Friday, November 13, 2009

Add concrete

It makes sense that this is when I decided to leave San Francisco, but actually I decided earlier, sometime after I got back from Seattle, before or after Laurie moved out I’m not sure. Probably after, because otherwise she might not have moved. San Francisco was done for me, until JoAnne moved down. After she moved down, I probably wouldn’t have decided to leave, I mean except that I had already decided -- isn’t it strange how these things work?

When JoAnne started doing heroin, it wasn’t a big deal, or at least it didn’t seem like a big deal. She would sit in her room on the rocking chair, eyes closed and I would ask: are you sleeping? No, she would say -- no, I’m wide awake. What do you see, I would ask. Everything, she would say.

Then the next day, we would go on making carrot juice and reading, and JoAnne would tell me: you really have to work at it, you have to work to get addicted. It’s not like crystal, she would say. We both knew about crystal -- you definitely didn’t have to work to get addicted to crystal. Sometimes JoAnne would sit in her room on heroin and paint -- she thought we should do it together, it would be fun. I didn’t want to make art on drugs -- I’d stopped doing crystal when I realized I needed it to dance, or not to dance but to really dance. I didn’t understand why JoAnne was shooting heroin instead of snorting it, but the truth was that heroin just wasn’t the drug for me: I wanted to be on all the time, I didn’t want to close my eyes and watch. I don’t even know if I wanted to close my eyes.

Before Garrett moved out, back when we were still friends with Angie, or friendly at least, we all went over Angie’s office and got together with a few of Angie’s friends who were maybe still our friends and made a zine together. Maybe Andee was there too, was Andee there? Laurie was probably at work.
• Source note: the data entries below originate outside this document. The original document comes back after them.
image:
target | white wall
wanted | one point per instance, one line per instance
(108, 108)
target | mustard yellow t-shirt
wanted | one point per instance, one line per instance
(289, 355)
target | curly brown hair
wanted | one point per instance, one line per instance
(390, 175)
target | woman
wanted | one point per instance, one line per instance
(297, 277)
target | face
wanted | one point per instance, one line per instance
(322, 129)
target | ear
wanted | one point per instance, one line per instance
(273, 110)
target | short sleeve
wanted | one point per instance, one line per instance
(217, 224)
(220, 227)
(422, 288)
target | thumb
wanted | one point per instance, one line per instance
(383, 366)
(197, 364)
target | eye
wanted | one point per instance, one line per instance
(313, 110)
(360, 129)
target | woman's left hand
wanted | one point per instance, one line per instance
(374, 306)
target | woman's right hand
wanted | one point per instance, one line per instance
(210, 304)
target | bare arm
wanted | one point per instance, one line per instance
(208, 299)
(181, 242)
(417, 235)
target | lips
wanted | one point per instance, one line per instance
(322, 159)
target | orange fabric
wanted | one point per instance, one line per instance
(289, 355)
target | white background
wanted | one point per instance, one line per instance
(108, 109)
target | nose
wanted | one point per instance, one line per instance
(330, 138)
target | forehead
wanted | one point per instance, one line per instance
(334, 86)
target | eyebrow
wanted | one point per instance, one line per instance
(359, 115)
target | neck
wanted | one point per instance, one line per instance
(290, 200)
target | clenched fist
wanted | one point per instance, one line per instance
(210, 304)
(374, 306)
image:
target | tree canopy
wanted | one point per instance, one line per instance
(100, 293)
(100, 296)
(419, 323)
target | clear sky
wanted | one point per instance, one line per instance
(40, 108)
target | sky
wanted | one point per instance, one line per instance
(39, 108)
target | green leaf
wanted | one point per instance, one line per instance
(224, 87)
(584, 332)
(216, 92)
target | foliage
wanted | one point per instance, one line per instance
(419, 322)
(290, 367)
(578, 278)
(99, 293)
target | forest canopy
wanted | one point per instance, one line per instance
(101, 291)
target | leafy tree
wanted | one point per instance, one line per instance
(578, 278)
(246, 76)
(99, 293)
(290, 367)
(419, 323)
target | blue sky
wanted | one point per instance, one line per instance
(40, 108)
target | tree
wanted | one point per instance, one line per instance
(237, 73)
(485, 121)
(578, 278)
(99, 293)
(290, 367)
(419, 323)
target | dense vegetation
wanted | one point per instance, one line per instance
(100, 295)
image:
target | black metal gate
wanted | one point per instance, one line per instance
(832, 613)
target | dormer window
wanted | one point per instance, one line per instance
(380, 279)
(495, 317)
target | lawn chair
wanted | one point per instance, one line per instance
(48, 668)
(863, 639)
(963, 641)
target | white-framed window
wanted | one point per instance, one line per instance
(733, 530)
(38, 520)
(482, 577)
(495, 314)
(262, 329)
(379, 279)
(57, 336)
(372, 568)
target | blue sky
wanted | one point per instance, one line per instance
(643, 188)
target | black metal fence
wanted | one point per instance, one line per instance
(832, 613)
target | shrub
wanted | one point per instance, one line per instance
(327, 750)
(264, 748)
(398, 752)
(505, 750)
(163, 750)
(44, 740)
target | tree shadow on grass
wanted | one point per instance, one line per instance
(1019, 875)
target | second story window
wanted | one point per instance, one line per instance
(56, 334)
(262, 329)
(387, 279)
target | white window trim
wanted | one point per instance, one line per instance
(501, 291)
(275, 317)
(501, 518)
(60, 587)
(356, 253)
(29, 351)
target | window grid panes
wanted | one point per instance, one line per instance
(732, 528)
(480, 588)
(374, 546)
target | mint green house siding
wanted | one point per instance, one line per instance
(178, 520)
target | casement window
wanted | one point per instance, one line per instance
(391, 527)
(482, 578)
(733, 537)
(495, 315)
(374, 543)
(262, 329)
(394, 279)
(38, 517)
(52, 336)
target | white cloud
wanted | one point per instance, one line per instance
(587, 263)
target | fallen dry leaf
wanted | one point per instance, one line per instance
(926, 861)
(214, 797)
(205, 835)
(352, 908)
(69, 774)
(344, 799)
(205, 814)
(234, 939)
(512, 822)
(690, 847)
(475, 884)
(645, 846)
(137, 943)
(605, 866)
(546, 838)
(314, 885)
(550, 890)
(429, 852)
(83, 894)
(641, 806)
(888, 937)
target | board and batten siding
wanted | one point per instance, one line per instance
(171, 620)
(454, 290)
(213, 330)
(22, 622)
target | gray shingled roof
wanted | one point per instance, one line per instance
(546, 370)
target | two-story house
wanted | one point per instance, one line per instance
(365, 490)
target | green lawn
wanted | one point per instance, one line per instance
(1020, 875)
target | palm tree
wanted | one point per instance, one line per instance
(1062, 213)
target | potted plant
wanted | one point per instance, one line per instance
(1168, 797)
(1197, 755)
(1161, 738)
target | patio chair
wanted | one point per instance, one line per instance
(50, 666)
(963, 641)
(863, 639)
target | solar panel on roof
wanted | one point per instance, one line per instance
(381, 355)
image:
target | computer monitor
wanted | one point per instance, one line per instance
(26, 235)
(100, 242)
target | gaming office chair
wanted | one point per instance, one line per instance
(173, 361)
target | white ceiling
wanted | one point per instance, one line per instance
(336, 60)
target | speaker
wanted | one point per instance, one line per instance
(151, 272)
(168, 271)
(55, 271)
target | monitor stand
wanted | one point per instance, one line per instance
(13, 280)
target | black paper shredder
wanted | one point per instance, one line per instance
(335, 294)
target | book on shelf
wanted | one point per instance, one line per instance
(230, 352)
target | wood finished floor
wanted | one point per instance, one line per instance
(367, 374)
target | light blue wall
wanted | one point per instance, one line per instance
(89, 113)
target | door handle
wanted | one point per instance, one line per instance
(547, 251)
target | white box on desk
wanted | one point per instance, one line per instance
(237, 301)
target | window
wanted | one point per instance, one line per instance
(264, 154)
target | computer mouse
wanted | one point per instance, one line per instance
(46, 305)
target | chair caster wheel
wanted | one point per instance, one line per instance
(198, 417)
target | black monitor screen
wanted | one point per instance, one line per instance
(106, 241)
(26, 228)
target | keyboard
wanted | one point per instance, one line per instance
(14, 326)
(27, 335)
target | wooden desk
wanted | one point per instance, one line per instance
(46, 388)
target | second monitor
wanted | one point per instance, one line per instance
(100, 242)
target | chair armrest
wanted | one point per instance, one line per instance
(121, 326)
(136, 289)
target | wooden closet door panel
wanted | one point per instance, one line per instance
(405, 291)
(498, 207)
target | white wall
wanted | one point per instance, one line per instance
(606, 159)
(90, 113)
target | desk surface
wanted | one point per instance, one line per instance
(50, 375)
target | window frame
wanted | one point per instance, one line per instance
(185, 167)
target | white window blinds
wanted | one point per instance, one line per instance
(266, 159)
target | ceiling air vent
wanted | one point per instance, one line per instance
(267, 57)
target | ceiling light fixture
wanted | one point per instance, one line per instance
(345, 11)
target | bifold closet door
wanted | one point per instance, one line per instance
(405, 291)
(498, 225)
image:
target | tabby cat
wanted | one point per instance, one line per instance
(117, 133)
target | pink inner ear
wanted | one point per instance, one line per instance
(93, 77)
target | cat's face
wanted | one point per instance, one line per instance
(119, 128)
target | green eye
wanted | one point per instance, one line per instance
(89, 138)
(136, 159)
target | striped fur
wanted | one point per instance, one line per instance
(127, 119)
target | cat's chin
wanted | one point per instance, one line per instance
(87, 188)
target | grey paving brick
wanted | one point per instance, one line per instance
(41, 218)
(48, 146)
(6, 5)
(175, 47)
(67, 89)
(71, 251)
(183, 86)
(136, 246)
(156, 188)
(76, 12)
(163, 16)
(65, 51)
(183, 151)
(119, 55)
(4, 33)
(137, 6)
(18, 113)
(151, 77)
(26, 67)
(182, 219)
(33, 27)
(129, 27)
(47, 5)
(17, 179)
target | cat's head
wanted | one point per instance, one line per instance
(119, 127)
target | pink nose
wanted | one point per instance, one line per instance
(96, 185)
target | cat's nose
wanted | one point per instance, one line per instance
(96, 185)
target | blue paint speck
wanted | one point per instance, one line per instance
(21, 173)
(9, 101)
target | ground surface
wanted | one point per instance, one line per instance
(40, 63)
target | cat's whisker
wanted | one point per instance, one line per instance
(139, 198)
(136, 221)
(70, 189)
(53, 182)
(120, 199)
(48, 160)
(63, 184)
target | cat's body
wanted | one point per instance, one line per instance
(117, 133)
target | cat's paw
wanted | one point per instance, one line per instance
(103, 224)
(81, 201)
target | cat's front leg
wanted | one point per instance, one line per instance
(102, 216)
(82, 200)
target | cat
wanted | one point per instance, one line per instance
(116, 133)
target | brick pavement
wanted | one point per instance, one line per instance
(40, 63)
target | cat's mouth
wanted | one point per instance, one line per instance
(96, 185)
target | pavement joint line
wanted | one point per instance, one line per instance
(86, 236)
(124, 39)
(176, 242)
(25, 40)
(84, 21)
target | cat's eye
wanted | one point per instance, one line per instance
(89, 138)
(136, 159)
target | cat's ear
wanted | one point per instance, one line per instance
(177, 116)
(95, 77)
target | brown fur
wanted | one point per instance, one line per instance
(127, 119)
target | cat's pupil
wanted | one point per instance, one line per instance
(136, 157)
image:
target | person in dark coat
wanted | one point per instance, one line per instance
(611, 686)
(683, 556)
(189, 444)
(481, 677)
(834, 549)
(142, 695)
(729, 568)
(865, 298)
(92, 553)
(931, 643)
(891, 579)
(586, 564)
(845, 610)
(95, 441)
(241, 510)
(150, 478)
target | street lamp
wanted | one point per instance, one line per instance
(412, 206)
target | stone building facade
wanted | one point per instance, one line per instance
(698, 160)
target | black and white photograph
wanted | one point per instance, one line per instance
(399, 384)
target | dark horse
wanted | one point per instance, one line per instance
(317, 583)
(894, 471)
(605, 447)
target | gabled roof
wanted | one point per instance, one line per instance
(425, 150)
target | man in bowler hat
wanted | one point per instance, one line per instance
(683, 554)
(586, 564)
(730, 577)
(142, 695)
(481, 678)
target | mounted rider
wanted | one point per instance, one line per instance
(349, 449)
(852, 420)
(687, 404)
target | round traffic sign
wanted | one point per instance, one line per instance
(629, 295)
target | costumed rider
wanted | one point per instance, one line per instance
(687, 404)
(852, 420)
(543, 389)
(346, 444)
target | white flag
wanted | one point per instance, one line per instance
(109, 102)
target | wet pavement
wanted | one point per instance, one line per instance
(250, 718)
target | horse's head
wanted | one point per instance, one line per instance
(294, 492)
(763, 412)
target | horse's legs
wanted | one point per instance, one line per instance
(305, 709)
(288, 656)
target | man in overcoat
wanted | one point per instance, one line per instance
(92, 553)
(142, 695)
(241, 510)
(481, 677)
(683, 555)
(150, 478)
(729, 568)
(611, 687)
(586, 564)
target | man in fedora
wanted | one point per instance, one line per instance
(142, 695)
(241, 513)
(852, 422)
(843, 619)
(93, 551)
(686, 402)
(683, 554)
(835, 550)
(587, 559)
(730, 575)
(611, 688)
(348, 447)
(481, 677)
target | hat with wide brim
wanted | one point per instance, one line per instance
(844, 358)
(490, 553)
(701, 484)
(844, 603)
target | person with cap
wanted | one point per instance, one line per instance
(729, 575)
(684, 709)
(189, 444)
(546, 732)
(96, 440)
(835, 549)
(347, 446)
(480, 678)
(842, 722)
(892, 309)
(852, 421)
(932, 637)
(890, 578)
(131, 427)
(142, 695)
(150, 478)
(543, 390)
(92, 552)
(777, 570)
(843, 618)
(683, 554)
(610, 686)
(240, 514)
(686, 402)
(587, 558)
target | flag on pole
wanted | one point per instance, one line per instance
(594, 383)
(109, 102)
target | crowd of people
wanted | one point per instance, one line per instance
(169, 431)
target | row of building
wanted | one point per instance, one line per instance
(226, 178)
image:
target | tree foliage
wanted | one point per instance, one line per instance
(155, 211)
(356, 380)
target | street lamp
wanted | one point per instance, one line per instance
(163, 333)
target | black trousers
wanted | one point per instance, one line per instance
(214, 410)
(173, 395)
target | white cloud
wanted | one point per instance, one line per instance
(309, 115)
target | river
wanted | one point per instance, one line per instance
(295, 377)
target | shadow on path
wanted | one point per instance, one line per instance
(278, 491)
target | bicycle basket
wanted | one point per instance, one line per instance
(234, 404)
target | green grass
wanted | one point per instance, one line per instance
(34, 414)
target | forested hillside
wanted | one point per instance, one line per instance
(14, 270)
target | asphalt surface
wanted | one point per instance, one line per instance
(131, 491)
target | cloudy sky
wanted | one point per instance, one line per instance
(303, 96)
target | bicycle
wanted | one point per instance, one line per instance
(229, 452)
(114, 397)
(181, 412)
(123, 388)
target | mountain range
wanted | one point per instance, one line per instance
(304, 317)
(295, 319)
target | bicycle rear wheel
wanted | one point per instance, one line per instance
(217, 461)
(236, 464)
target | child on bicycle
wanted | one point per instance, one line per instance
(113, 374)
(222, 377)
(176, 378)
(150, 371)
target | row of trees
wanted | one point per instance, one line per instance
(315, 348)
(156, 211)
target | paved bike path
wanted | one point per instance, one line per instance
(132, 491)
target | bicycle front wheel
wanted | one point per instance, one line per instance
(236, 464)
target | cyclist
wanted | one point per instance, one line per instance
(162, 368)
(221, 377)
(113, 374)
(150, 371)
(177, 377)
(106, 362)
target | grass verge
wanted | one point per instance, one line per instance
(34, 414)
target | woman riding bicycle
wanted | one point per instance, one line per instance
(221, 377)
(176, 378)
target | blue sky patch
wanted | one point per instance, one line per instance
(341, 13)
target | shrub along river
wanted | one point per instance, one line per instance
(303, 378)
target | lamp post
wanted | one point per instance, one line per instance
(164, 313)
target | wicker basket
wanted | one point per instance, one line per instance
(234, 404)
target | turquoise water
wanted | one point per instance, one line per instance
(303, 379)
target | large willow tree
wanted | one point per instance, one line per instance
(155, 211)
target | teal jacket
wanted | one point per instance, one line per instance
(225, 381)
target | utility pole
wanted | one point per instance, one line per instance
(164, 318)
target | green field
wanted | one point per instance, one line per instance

Angie worked at a nonprofit, and she had the key to the office, where there was a photocopier, so we were taking advantage of the resources. We each made a page in this zine and a lot of it was about rape and incest and sex work and rage and it’s funny to think we made the zine right before we became enemies, because at that moment it felt like we were finally getting along. Maybe that’s why I ended up talking about riot girl, I mean when I started to write about this period of my life, even though riot girl never meant anything to me: we were writing about rape and sex work and rage and then we were enemies.

Andee says: yes I was there, I was there when we made that zine, it was called The Cruelest Zine, and you were supposed to write about the cruelest thing you had ever done to anyone. Me: that’s a different zine, I don’t think I was there for that one. Andee: yes you were, we only went there once, I have that zine in storage in Montana. Me: but I have it right here, and it’s not called The Cruelest Zine. Andee: that’s right -- we made two zines, there was the other zine where I drew a diagram of a cock ring unfolded, because that’s when I was making sex toys out of rubber with Vanessa, and then I wrote: The Day I Learned Codependency Was the Word on Valencia. Me: I don’t think that’s what it says, maybe that was in the other zine. Andee: no, that’s definitely what it says, because in the other zine I wrote about throwing this boy out of a party in Seattle because he told me he’d slept with my boyfriend, I picked him up by the collar and dragged him out of the flat and down the hall and threw him out into the rain. And then I wouldn’t let anyone let him back in, even though it wasn’t my apartment. Me: that’s right, I remember that story, we talked about it in the kitchen beforehand, and you were still angry at that boy. Andee: But I felt terrible about it. Me: I know -- that’s why you wrote about it in The Cruelest Zine. But what did I write about? Andee: you did that stream-of-consciousness piece that was a list, like two cups of this and a teaspoon of that and I can’t remember exactly what it said but then at the end you said -- add concrete. Me: oh, right -- like a recipe. Andee: yeah, like a recipe -- and everyone was stunned and fawning, because you had just pulled that out and it became the central piece in the zine, even though the whole thing was a setup so that Ellen could write about that dinner party at your house. Now they were all saying to you: that's amazing, you're amazing. Me: oh, right -- Ellen wrote about how that dinner party was the cruelest thing anyone had ever done to her -- no wonder I don’t remember that zine.